The bill calls on the SEC to spearhead the creation of a methodology for calculating the value of user data.
Without better transparency into how consumer data is collected and monetized, Warner and Hawley argue that agencies like the Federal Trade Commission can’t effectively address anticompetitive issues and potential consumer harms.
Consumers also remain unaware of how their data brings in beaucoup bucks for the providers of the purportedly free services they enjoy.
“Tech companies do their best to hide how much consumer data is worth and to whom it is sold,” Hawley said in a statement. “This bipartisan legislation gives consumers control of their data and will show them how much these ‘free’ services actually cost.”

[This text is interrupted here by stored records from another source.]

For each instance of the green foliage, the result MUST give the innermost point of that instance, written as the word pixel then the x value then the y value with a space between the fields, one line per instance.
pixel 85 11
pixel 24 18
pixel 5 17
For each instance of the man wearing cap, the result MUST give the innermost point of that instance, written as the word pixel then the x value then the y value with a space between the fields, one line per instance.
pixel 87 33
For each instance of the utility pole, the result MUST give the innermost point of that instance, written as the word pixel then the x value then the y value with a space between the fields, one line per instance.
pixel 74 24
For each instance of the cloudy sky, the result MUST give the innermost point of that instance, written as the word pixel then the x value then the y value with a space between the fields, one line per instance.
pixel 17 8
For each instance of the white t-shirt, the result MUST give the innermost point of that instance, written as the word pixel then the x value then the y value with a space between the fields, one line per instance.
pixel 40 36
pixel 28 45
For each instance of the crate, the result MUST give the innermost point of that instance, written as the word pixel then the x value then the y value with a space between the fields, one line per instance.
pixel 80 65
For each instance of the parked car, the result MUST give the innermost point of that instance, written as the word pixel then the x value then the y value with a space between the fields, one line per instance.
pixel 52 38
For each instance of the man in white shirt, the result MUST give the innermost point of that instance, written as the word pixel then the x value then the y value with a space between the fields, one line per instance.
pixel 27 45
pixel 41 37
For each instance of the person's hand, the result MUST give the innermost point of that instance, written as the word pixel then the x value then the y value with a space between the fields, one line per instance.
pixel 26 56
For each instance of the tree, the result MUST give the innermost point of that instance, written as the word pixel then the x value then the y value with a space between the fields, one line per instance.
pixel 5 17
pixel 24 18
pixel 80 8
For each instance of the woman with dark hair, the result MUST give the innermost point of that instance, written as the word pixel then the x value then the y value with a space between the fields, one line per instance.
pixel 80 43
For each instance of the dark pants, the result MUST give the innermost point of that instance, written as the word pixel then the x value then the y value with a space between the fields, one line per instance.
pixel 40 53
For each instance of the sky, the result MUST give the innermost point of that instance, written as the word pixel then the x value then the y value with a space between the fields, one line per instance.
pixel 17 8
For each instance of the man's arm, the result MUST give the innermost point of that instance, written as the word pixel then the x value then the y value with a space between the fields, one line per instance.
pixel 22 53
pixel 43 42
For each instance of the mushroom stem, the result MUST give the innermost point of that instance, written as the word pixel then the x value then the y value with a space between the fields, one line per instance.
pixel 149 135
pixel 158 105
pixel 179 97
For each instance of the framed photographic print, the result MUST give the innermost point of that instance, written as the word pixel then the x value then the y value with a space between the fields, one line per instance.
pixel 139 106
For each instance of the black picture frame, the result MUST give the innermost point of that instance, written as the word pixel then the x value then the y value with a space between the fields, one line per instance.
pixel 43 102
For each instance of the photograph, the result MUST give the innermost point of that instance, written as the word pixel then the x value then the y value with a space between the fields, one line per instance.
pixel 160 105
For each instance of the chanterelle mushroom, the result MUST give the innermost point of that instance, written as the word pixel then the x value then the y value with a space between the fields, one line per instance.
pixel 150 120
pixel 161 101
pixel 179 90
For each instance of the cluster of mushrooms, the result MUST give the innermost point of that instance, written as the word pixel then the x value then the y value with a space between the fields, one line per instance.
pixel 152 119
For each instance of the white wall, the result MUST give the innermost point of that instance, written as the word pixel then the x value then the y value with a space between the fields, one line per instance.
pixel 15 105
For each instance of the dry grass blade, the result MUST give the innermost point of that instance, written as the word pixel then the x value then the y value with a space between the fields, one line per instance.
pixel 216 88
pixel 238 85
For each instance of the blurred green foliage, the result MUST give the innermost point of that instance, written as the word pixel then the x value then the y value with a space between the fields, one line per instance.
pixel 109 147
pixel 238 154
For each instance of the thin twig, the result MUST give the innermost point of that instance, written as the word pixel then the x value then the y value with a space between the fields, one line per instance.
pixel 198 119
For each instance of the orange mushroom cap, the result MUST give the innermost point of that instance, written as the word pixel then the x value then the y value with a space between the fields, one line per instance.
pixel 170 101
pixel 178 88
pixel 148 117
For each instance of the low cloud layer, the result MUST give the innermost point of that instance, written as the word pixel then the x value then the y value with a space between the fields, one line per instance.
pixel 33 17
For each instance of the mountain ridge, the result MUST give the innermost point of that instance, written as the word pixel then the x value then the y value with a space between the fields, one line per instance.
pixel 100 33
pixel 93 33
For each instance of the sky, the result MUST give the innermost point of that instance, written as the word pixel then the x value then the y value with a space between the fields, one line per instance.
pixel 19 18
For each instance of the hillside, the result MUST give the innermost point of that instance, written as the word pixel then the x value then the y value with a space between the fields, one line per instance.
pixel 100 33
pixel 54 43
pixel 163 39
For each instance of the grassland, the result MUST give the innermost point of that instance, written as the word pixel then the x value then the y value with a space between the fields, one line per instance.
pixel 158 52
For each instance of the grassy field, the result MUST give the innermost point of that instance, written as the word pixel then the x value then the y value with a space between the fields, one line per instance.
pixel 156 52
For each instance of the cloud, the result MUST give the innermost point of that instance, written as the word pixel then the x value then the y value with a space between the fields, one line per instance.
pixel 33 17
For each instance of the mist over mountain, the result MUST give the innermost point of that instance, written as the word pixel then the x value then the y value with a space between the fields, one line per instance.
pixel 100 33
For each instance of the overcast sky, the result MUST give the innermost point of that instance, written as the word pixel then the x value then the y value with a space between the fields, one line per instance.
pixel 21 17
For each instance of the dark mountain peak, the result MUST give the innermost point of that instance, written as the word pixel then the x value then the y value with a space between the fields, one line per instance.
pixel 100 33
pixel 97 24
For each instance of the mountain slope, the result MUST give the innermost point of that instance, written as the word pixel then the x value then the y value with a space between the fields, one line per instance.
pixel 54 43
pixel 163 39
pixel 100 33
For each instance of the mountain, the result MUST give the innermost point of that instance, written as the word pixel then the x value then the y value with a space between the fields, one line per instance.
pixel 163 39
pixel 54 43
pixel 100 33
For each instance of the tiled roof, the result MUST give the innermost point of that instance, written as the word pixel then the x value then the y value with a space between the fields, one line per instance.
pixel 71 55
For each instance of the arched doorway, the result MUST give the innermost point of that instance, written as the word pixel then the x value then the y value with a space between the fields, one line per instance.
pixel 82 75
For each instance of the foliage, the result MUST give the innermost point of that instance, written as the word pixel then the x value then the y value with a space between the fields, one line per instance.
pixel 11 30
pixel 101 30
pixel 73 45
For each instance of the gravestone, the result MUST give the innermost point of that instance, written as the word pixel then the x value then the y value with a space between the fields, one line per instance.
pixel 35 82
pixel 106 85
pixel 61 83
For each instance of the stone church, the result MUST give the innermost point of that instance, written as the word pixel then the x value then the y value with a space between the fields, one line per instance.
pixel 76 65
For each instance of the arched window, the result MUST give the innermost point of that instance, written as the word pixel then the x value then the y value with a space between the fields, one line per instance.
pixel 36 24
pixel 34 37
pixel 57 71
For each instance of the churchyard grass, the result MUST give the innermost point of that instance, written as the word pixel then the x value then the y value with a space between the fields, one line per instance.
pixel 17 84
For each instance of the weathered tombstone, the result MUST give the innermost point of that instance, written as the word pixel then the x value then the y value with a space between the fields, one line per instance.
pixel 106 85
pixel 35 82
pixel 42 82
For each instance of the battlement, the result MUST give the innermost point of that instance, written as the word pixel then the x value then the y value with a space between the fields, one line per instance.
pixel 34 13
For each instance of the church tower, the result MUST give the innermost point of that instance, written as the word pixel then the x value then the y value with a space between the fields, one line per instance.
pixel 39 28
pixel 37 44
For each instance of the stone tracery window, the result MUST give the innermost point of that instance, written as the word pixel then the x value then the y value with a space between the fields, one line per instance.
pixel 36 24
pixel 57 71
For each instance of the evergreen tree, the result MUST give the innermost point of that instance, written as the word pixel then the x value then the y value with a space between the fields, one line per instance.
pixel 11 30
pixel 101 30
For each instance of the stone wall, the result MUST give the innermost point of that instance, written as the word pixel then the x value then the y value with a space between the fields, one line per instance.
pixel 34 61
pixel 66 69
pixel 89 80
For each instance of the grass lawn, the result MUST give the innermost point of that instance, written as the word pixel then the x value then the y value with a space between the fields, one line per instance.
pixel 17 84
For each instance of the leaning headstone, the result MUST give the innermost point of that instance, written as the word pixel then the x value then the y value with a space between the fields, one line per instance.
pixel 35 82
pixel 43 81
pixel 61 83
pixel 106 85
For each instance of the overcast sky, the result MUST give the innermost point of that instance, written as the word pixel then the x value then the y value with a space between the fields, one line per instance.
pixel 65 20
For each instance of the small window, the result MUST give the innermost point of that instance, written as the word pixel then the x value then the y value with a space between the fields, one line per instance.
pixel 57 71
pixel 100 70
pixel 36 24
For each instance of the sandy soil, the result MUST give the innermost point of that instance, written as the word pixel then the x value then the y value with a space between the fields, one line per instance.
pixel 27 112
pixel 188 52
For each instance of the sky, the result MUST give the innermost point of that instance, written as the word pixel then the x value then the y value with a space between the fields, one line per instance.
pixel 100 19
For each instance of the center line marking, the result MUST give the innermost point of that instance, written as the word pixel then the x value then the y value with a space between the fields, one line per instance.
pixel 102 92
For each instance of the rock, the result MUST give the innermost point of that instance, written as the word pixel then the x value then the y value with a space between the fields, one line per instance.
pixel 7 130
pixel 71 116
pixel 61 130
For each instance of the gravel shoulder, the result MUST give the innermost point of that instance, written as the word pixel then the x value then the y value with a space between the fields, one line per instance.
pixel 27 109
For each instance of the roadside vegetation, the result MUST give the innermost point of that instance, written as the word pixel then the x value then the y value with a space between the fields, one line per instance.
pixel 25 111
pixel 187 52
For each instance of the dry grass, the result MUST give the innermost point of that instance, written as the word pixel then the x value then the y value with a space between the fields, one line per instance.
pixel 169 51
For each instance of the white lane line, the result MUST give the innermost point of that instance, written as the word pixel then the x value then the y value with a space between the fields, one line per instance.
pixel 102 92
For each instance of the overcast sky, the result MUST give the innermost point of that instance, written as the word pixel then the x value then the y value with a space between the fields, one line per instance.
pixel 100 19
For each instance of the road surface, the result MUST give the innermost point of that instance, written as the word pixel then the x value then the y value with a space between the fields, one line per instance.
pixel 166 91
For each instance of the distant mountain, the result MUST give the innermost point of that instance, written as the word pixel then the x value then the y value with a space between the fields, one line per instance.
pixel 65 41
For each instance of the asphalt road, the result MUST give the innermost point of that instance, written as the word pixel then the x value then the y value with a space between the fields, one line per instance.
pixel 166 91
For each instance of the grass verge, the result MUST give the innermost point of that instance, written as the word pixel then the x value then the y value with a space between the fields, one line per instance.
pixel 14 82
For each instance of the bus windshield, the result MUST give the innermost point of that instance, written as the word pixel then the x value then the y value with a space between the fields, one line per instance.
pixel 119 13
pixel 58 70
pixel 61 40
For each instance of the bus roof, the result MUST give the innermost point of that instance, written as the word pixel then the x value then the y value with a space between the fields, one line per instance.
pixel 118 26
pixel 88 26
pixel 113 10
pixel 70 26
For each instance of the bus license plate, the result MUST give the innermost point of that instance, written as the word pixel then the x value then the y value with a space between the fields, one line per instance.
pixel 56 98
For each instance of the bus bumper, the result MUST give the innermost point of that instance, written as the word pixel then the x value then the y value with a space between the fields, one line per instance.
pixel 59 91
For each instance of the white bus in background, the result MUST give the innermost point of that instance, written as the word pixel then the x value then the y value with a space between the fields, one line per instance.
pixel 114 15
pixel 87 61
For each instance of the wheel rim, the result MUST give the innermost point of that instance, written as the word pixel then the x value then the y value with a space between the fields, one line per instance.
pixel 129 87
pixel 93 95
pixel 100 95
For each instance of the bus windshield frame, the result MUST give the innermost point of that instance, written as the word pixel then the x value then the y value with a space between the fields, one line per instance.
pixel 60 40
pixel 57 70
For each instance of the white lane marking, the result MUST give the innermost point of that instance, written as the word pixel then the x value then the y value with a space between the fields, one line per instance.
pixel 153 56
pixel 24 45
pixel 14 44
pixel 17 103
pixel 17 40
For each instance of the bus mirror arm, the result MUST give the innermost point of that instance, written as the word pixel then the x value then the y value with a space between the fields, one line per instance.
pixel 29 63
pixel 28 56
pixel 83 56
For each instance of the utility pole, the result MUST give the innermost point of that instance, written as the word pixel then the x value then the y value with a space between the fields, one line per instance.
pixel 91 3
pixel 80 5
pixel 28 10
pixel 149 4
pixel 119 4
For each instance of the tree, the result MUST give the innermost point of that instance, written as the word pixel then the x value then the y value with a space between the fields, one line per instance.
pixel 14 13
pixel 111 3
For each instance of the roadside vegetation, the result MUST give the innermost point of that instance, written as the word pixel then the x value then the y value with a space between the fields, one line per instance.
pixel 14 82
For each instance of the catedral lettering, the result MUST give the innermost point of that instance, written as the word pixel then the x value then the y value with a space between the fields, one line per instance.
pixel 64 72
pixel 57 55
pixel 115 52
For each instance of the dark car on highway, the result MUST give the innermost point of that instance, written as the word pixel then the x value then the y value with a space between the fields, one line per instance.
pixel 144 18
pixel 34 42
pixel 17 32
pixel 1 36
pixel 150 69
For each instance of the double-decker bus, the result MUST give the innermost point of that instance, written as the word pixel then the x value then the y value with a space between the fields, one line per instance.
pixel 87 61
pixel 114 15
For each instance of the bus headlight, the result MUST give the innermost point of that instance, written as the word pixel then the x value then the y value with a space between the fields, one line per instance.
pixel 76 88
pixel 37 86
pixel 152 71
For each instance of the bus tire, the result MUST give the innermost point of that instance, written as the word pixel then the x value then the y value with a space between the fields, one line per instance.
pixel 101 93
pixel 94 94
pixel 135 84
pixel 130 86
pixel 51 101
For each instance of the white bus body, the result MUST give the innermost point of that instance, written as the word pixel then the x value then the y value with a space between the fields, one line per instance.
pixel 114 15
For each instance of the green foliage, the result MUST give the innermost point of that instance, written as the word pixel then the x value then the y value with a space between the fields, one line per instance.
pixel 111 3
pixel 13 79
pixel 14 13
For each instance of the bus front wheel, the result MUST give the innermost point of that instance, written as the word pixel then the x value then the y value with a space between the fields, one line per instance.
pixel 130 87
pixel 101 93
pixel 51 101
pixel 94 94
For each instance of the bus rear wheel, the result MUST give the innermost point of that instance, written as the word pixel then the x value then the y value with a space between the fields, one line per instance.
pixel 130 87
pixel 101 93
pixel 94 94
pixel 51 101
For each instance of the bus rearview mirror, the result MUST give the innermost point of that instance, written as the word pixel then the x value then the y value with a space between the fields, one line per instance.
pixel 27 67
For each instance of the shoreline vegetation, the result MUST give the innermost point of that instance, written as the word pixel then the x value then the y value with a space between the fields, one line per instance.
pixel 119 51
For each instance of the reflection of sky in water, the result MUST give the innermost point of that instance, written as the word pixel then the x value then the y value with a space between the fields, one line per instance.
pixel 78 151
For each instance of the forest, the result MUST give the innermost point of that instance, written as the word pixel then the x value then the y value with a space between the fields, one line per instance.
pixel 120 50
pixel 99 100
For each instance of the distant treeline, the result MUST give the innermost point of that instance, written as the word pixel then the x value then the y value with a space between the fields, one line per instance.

To be fair, Facebook already breaks out average revenue per user in its quarterly earnings reports. In Q1, Facebook’s ARPU in the United States and Canada was $30.12 – up nearly 28% year over year.
But Warner and Hawley are making a point. Based on the user threshold, the DASHBOARD Act is clearly aimed at a handful of companies, said Gary Kibel, a partner at Davis & Gilbert LLP.
Warner introduced legislation in April that would ban large internet companies from using deceptive design practices known as “dark patterns” that trick users into sharing their personal data, while Hawley advanced a bill last month that would codify the ill-fated Do Not Track initiative into law. Hawley also announced a bill last week that would make online companies legally responsible for the user-generated content posted to their platforms.
The DASHBOARD Act only calls for online service providers to file an annual or quarterly report on the aggregate value of the user data they’ve collected. But taking the bill to its logical conclusion, why shouldn’t consumers know exactly what their personal worth is to an online platform?
“Eventually, folks will have a phrase similar to ‘My Credit Score’ that is something like … ‘My datetary (data + monetary) score,’” tweeted Zach Edwards, founder of analytics firm Victory Medium. “People should know and be able to track this.”
But quantifying the economic worth of data from an individual user could prove extremely challenging, and “may actually require more data collection and analysis than currently exists,” Kibel said .
“In order to assign a value to my browsing information from a sports website vs. your browsing information from a shopping website will require attribution on a one-to-one basis, whereas such attribution may only be on a segment basis now.”